Browser visibility-security and invisibility-insecurity

Formal languages have a knack of giving some output, and then later doing something completely different. For example, take the “Halting Problem“, but this is probably too theoretical to be of any relevance… so read on for something a bit more practical. We are going to go down the rabbit hole, to the ‘in-between’ space…

My interest was first piqued when I encountered the following annoyance – some websites would use transparent layers to prevent you from:

  1. Marking and copying text.
  2. Left-clicking on anything, including:
    1. images, to save them,
    2. just the website, to view its source -
  3. and so on and so forth…

Now I bet most intelligent readers would know how to pass these minor hurdles – but mostly just taking the steps is usually deterrent enough to prevent the next lazy guy from doing anything.
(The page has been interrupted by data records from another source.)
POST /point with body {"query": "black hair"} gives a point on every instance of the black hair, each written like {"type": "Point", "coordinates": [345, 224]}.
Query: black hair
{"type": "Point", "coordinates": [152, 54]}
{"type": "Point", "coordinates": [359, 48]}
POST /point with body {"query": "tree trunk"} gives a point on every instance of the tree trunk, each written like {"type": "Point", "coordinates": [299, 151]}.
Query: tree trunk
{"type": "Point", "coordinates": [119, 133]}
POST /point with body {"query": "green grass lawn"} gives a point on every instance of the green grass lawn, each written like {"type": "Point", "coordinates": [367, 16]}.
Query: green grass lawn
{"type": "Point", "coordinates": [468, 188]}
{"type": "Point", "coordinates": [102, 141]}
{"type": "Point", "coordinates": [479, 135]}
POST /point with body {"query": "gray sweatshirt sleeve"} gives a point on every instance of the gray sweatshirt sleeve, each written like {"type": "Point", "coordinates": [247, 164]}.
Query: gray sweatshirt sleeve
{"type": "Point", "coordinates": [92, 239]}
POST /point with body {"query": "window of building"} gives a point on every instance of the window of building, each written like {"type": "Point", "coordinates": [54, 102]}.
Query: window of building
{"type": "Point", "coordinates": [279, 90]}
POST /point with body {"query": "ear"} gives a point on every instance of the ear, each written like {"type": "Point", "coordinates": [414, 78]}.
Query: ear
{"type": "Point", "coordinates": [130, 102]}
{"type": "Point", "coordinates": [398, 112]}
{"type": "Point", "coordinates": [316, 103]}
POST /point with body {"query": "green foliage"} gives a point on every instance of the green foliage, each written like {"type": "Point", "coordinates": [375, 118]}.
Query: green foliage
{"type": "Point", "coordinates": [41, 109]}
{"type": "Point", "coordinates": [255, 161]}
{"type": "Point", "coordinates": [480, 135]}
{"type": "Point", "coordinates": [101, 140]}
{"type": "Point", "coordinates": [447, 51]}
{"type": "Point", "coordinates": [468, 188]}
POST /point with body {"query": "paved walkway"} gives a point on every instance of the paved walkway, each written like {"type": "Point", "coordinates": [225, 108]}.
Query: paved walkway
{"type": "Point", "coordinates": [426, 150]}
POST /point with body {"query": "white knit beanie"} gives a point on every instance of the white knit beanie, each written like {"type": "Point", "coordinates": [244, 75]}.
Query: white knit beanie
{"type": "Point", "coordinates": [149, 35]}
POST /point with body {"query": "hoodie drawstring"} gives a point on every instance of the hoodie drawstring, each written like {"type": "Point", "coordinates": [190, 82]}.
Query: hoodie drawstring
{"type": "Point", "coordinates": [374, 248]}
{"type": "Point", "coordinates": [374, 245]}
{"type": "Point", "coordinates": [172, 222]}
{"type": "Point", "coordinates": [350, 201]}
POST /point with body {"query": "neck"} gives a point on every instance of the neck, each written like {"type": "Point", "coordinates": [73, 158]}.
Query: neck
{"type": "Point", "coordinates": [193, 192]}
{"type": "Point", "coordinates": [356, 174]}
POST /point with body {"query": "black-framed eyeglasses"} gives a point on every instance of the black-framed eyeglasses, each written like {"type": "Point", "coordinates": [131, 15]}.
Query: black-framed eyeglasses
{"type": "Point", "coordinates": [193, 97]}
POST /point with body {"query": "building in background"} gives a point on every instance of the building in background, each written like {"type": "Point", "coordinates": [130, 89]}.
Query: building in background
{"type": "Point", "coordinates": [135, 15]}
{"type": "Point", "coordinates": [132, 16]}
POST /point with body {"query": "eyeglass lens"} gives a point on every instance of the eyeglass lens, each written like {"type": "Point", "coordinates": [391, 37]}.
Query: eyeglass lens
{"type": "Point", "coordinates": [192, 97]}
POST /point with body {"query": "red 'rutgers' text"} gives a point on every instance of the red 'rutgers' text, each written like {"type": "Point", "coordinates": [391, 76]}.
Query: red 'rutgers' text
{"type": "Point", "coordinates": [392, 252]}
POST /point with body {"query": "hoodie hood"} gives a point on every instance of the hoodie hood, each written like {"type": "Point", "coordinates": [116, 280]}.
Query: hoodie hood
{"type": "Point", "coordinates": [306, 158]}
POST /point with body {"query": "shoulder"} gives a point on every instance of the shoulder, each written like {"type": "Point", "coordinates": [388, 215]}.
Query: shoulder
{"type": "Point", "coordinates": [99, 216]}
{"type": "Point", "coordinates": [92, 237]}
So I was thinking, why not write a browser – or just a Firefox plugin, that will allow us to view just the top-level of any website?

This should be easy enough to do, but if it bothered enough sites (which it probably won’t), and they fought back, there would be a pretty standard escalation war. However, since the issue is not that major, I suspect it wouldn’t matter much.
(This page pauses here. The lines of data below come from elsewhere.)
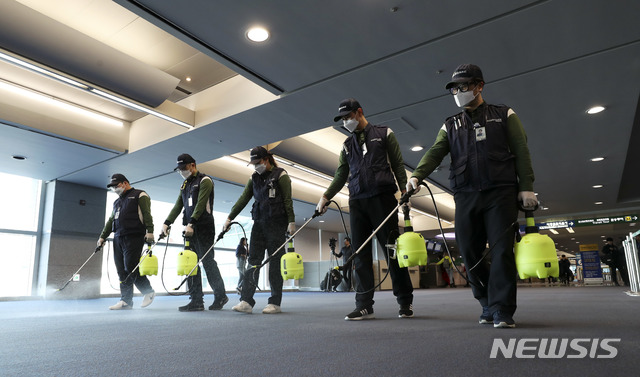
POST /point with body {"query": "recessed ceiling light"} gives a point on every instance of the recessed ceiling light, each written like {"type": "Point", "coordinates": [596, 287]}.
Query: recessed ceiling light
{"type": "Point", "coordinates": [595, 110]}
{"type": "Point", "coordinates": [258, 34]}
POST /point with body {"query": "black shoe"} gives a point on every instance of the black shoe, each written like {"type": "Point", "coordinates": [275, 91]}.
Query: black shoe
{"type": "Point", "coordinates": [218, 304]}
{"type": "Point", "coordinates": [406, 311]}
{"type": "Point", "coordinates": [360, 314]}
{"type": "Point", "coordinates": [192, 307]}
{"type": "Point", "coordinates": [485, 317]}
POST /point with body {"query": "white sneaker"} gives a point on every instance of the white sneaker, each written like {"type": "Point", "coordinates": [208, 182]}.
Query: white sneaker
{"type": "Point", "coordinates": [121, 305]}
{"type": "Point", "coordinates": [243, 307]}
{"type": "Point", "coordinates": [271, 309]}
{"type": "Point", "coordinates": [148, 299]}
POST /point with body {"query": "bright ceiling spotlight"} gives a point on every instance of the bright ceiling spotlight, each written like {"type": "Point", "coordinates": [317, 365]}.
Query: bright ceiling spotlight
{"type": "Point", "coordinates": [258, 34]}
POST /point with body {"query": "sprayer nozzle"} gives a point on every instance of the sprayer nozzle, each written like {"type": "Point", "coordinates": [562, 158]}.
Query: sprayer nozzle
{"type": "Point", "coordinates": [405, 198]}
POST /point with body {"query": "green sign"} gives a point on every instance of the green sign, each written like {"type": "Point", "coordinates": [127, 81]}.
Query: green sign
{"type": "Point", "coordinates": [606, 220]}
{"type": "Point", "coordinates": [587, 222]}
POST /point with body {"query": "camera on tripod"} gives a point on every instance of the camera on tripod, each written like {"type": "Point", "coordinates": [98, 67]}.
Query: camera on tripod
{"type": "Point", "coordinates": [332, 244]}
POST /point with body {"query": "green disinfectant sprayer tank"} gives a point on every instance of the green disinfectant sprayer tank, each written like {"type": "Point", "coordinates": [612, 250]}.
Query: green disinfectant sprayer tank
{"type": "Point", "coordinates": [187, 260]}
{"type": "Point", "coordinates": [411, 249]}
{"type": "Point", "coordinates": [148, 263]}
{"type": "Point", "coordinates": [291, 264]}
{"type": "Point", "coordinates": [535, 253]}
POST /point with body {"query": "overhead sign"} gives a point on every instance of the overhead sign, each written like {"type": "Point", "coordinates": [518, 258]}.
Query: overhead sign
{"type": "Point", "coordinates": [607, 220]}
{"type": "Point", "coordinates": [588, 222]}
{"type": "Point", "coordinates": [592, 273]}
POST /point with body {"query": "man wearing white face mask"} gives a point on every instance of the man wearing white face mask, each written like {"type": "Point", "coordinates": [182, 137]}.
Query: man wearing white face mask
{"type": "Point", "coordinates": [273, 217]}
{"type": "Point", "coordinates": [371, 160]}
{"type": "Point", "coordinates": [196, 202]}
{"type": "Point", "coordinates": [132, 225]}
{"type": "Point", "coordinates": [490, 171]}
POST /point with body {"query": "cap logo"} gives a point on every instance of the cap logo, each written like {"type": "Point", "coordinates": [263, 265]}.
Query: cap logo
{"type": "Point", "coordinates": [462, 72]}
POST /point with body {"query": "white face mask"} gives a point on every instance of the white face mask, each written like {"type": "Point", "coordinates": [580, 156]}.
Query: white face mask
{"type": "Point", "coordinates": [260, 168]}
{"type": "Point", "coordinates": [350, 124]}
{"type": "Point", "coordinates": [464, 98]}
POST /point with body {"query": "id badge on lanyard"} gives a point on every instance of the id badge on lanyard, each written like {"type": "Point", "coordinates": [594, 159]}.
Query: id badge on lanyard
{"type": "Point", "coordinates": [481, 133]}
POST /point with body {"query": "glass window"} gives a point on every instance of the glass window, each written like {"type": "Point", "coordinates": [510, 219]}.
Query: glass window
{"type": "Point", "coordinates": [21, 205]}
{"type": "Point", "coordinates": [20, 211]}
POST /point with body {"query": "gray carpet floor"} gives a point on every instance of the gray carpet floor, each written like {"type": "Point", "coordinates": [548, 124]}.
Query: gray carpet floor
{"type": "Point", "coordinates": [311, 338]}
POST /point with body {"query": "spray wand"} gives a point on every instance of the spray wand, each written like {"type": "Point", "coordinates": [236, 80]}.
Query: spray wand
{"type": "Point", "coordinates": [98, 248]}
{"type": "Point", "coordinates": [148, 252]}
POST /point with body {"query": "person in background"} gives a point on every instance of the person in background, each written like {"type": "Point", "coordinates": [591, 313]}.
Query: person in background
{"type": "Point", "coordinates": [565, 269]}
{"type": "Point", "coordinates": [372, 163]}
{"type": "Point", "coordinates": [273, 218]}
{"type": "Point", "coordinates": [345, 253]}
{"type": "Point", "coordinates": [196, 202]}
{"type": "Point", "coordinates": [491, 171]}
{"type": "Point", "coordinates": [613, 256]}
{"type": "Point", "coordinates": [241, 262]}
{"type": "Point", "coordinates": [448, 265]}
{"type": "Point", "coordinates": [132, 225]}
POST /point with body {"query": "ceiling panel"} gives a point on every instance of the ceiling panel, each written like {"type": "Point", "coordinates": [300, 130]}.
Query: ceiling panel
{"type": "Point", "coordinates": [47, 157]}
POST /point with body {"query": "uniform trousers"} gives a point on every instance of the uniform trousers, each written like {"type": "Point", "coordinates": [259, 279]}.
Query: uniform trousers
{"type": "Point", "coordinates": [201, 241]}
{"type": "Point", "coordinates": [365, 216]}
{"type": "Point", "coordinates": [127, 250]}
Now comes the more interesting part. Unlike preventing someone from copying text, html (plus any ‘sub-languages’ it may use) may be used to display one thing, and to be read like a different thing altogether. The most common example is with spam – displaying image spam instead of text. When that was countered by spam filters, animated gif files were used. Now you have it – your escalation war, par excellence. This property of html was also used by honeypots to filter comment-spam, as described in securiteam. In this the securiteam blog post by Aviram, the beginning of another escalation war is described. There are many more examples of this property of html.

All of these examples come from html’s basic ability to specify what do display, and being able to seem to display completely different things. There are actually two parsers at work here – one is the ‘filter’ – its goal is to filter out some ‘bad’ html, and the other is a bit more complicated – it is the person reading the browser’s output (it may be considered to be the ‘browser + person’ parser) . These two parsers operate on completely different levels of html. Now, I would like to point out that having to parsers reading the same language is a common insecurity pattern. HTML has a huge space between what is expressible, and what is visible. In that space – danger lies.

As another, simpler example, consider phishing sites. These are common enough nowadays. How does your browser decide if the site you are looking at is actually a phishing site? Among other things – reading the code behind the site. However, this code can point to something completely different then what is being displayed. In this ‘invisible’ space – any misleading code can live. In that way, the spammer may pretend to be a legitimate site for the filter, but your run-of-the-mill phishing site for the human viewer. This misleading code in the ‘invisible space’ may be used to good – like a honeypot against some comment-spammer, or it may be used for different purposes – by the spammer himself.

Now comes the interesting part. The “what to do part”. For now let me just describe it theoretically, and later work on its practicality. I suggest using a ‘visibility browser’. This browser will use some popular browser (Internet Explorer, Firefox, Safari, Opera, etc.. ) as its lower level. This lower level browser will render the website to some buffer, instead of the screen. Now, our ‘visibility browser’ will OCR all of the visible rendered data, and restructure it as valid HTML. This ‘purified’ html may now be used to filter any ‘bad’ sites – whichever criterion you would like to use for ‘bad’.

I know, I know, this is not practical, it is computationally intensive etc etc… However, it does present a method to close down that nagging ‘space’, this place between readability and visibility, where bad code lies. I also know that the ‘visible browser’ itself may be targeted, and probably quite easily. Those attacks will have to rely on implementation faults of the software, or some other flaw, as yet un-thought-of. We all know there will always be bugs. But it seems to me that the ‘visibility browser’ does close, or at least cover for a time, one nagging design flaw.